Maha Shivratri, also known as the ‘greatest night of Lord Shiva’, will be celebrated across India on Tuesday. This is one of the most auspicious festivals for the devotees of Lord Shiva. The festival is observed on Chaturdashi Tithi Krishna Paksha (fourteenth day during the waxing phase of the Lunar cycle in the Phalguna month as per the Purnimanta calendar or Magha (as per the Amavasyant calendar).
On this auspicious day, devotees worship Lord Shiva and observe a day-long fast, and the puja is observed during midnight. Devotees also pay an ode to Mahadev and seek his blessings.
Why do we celebrate Maha Shivratri?
Maha Shivratri’s night marks the celebration of the union of Lord Shiva with Goddess Parvati on the 14th day of the dark fortnight in the month of Phalguna. As per Hindu mythology, on this day, Lord Shiva tied the nuptial knot with Goddess Parvati.
Lord Shiva embodies Purusha(mindfulness), whereas Maa Parvati has a persona of Prakriti (nature).
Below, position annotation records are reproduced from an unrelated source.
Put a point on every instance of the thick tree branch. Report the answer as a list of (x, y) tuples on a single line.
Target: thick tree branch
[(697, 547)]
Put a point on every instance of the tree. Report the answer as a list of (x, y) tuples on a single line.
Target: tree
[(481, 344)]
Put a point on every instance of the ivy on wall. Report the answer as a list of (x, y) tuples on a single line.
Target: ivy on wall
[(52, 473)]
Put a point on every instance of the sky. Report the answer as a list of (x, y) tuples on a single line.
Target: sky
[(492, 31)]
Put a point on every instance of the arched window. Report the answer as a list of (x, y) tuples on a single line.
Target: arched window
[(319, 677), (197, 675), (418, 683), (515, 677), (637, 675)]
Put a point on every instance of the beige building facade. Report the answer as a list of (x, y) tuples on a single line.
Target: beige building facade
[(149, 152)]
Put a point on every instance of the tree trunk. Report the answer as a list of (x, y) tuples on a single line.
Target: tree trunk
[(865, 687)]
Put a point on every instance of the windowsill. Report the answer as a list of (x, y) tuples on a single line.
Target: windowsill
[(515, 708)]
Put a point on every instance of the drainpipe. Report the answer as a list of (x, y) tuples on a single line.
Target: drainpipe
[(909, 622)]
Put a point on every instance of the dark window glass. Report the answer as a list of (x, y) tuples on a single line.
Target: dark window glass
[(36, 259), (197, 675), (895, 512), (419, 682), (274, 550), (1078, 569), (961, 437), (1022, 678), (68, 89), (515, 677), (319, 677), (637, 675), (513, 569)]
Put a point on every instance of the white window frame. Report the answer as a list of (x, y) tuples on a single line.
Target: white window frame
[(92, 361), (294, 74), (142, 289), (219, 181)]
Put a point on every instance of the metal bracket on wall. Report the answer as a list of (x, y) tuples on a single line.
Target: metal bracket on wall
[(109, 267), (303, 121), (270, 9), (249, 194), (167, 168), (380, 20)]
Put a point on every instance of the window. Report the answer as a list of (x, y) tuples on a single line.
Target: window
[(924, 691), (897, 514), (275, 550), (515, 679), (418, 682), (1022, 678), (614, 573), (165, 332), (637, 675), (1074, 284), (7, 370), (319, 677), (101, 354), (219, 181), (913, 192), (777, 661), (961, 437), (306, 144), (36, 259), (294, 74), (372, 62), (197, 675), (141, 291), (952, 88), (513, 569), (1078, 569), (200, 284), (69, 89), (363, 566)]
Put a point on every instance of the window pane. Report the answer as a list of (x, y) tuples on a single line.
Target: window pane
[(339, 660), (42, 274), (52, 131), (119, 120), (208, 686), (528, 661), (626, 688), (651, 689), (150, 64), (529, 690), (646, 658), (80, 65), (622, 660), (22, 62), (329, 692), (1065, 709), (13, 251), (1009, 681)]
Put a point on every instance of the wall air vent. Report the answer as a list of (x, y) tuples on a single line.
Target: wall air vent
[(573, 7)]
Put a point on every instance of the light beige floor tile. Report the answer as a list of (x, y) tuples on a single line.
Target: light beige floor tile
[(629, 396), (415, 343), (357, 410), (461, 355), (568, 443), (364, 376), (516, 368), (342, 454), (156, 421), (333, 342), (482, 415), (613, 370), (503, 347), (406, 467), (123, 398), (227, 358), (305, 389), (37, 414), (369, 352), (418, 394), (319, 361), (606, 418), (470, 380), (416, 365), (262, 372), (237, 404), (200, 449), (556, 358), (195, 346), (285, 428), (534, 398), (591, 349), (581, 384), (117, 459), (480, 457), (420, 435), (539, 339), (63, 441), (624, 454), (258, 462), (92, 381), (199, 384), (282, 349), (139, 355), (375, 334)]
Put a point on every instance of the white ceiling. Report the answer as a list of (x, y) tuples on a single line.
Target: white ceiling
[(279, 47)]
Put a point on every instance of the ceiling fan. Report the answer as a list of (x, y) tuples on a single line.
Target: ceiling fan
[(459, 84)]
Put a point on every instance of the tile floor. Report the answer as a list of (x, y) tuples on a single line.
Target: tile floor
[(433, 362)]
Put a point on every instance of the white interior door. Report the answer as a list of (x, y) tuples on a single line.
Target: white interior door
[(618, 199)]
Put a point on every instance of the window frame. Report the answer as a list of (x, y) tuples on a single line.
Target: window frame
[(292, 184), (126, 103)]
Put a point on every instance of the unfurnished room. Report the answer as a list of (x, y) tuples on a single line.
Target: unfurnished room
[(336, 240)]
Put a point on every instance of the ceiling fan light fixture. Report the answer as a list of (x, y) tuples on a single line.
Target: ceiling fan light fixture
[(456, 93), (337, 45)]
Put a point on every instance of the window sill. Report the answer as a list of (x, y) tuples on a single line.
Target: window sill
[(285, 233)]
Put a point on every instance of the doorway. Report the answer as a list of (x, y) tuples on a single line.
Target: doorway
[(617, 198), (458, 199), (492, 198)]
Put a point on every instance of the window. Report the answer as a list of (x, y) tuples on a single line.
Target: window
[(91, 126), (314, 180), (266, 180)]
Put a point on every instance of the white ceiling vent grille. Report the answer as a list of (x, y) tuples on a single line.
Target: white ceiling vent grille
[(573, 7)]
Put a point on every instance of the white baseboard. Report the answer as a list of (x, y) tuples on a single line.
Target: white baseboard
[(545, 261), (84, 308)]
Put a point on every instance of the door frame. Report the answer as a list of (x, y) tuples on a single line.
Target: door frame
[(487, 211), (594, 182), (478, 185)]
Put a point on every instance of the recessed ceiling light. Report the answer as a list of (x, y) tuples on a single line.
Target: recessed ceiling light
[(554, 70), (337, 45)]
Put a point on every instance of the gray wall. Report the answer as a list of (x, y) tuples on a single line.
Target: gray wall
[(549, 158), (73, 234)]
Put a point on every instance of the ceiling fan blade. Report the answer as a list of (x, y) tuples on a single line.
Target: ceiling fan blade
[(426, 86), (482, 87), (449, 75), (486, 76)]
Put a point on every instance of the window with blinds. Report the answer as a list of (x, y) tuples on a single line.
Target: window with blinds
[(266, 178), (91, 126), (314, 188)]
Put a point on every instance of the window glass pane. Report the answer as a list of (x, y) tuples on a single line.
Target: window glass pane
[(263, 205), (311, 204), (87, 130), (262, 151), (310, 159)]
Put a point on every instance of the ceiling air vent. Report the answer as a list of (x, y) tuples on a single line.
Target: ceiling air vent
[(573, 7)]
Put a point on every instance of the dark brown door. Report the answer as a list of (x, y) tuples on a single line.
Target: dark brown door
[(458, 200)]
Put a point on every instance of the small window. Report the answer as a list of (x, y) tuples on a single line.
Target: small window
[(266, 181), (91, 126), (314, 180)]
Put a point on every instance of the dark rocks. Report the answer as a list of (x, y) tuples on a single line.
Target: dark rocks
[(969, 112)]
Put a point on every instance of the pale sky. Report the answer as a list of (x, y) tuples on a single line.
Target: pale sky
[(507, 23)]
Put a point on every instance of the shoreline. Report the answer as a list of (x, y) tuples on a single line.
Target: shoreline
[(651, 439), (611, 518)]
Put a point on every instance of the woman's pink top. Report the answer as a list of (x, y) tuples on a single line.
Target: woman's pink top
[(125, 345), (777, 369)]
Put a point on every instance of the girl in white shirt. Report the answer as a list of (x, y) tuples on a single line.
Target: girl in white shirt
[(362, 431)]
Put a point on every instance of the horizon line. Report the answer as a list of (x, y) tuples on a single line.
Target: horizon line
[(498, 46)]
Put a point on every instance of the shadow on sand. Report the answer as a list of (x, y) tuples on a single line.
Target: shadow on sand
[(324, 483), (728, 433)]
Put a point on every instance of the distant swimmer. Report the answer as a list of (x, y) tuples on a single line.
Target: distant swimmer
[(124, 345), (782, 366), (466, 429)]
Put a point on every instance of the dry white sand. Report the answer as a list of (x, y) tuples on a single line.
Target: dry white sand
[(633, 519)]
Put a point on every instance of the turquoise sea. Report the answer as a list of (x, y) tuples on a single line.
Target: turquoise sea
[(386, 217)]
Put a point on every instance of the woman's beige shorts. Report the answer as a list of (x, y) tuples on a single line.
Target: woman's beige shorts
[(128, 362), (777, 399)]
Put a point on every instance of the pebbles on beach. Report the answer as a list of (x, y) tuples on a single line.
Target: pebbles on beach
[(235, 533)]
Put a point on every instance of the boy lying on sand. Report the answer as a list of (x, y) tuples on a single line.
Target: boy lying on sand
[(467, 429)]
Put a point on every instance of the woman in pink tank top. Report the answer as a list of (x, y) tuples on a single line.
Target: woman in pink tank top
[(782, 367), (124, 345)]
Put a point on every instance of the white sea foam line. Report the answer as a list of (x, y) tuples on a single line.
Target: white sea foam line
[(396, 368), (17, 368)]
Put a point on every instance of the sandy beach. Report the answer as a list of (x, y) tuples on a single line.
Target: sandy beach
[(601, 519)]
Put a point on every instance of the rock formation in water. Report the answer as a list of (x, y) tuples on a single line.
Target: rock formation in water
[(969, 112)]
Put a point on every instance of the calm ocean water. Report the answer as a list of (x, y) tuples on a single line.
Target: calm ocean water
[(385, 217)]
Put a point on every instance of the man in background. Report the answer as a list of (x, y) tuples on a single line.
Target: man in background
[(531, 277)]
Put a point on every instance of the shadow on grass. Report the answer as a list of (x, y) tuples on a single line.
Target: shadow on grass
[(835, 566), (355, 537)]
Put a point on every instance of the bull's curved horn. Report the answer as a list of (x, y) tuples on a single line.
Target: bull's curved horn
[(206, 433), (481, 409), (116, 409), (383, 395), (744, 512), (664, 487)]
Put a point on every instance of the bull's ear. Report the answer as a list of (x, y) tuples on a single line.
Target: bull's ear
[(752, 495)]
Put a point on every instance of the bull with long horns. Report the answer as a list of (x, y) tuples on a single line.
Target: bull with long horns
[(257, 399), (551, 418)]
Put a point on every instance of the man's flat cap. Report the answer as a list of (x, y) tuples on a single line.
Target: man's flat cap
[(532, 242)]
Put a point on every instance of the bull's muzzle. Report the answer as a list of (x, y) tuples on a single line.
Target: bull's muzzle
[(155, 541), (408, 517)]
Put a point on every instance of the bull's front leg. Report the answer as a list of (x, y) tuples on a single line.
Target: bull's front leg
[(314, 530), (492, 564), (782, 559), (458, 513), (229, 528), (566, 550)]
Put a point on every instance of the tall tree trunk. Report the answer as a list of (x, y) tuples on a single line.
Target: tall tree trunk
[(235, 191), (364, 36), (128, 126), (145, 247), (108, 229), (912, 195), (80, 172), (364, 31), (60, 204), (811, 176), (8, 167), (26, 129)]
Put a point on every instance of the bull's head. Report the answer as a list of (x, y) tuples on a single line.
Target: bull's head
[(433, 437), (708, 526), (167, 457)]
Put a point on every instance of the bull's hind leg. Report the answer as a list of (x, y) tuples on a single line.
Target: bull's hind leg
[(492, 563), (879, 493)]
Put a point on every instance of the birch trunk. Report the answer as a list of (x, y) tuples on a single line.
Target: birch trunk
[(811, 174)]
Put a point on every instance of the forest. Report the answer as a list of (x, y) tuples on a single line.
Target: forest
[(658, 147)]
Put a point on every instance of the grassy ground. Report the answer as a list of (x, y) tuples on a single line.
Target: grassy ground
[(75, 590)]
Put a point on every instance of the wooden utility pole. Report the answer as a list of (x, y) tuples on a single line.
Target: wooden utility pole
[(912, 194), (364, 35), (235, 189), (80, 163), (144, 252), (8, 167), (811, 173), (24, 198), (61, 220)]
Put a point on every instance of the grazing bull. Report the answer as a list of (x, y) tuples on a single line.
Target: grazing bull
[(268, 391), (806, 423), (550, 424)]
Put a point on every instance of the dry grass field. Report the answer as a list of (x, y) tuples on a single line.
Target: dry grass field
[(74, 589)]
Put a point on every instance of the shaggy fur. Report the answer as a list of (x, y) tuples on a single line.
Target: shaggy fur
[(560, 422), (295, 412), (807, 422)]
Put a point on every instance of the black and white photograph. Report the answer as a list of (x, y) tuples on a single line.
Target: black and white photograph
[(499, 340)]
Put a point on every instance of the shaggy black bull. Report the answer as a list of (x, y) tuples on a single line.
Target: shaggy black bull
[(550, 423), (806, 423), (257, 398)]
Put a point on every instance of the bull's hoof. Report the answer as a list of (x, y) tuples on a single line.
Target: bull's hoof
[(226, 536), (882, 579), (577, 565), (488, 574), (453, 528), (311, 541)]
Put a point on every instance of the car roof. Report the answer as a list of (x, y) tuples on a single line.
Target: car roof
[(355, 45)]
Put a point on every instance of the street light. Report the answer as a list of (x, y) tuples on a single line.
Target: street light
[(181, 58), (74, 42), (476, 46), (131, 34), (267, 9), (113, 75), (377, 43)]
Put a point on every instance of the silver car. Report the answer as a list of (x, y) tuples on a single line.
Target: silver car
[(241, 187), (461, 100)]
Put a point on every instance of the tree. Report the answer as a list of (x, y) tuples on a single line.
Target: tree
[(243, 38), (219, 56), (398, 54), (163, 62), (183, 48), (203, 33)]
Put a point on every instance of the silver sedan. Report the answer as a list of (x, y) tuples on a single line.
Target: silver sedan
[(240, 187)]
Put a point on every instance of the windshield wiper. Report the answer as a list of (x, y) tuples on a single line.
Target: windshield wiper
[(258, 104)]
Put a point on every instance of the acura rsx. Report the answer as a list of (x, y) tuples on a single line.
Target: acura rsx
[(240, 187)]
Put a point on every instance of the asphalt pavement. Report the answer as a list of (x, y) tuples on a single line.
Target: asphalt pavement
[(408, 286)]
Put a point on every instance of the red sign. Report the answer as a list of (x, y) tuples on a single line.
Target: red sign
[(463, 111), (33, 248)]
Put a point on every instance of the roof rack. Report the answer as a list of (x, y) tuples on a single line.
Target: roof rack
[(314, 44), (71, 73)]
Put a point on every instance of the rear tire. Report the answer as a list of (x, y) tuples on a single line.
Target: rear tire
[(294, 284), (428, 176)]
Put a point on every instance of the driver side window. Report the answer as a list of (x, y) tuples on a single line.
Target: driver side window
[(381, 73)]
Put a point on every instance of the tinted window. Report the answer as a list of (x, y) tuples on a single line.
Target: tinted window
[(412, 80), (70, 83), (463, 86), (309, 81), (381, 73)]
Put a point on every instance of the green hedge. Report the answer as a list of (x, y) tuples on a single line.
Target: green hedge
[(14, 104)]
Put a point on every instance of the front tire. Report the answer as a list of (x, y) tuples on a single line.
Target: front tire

With the union of both consciousness and energy, it facilitates creation.
As per Hinduism, Lord Shiva on this night, Lord Shiva performs his heavenly dance of preservation, creation, and destruction, also known as ‘tandav’.
On this day, Devotees observe a day-long fast, and pujas are performed in Shiv temples across the globe. Devotees usually offer milk to the Shiv ling and pray for moksha. Apart from that, devotees offer prayers the whole night and also chant mantras in praise of Lord Shiva. Women also pray to get blessed with a good husband and a happy married life.
It is believed that Maha Shivratri fast reminds devotees that pride, ego, and falsehood will only lead to one’s downfall.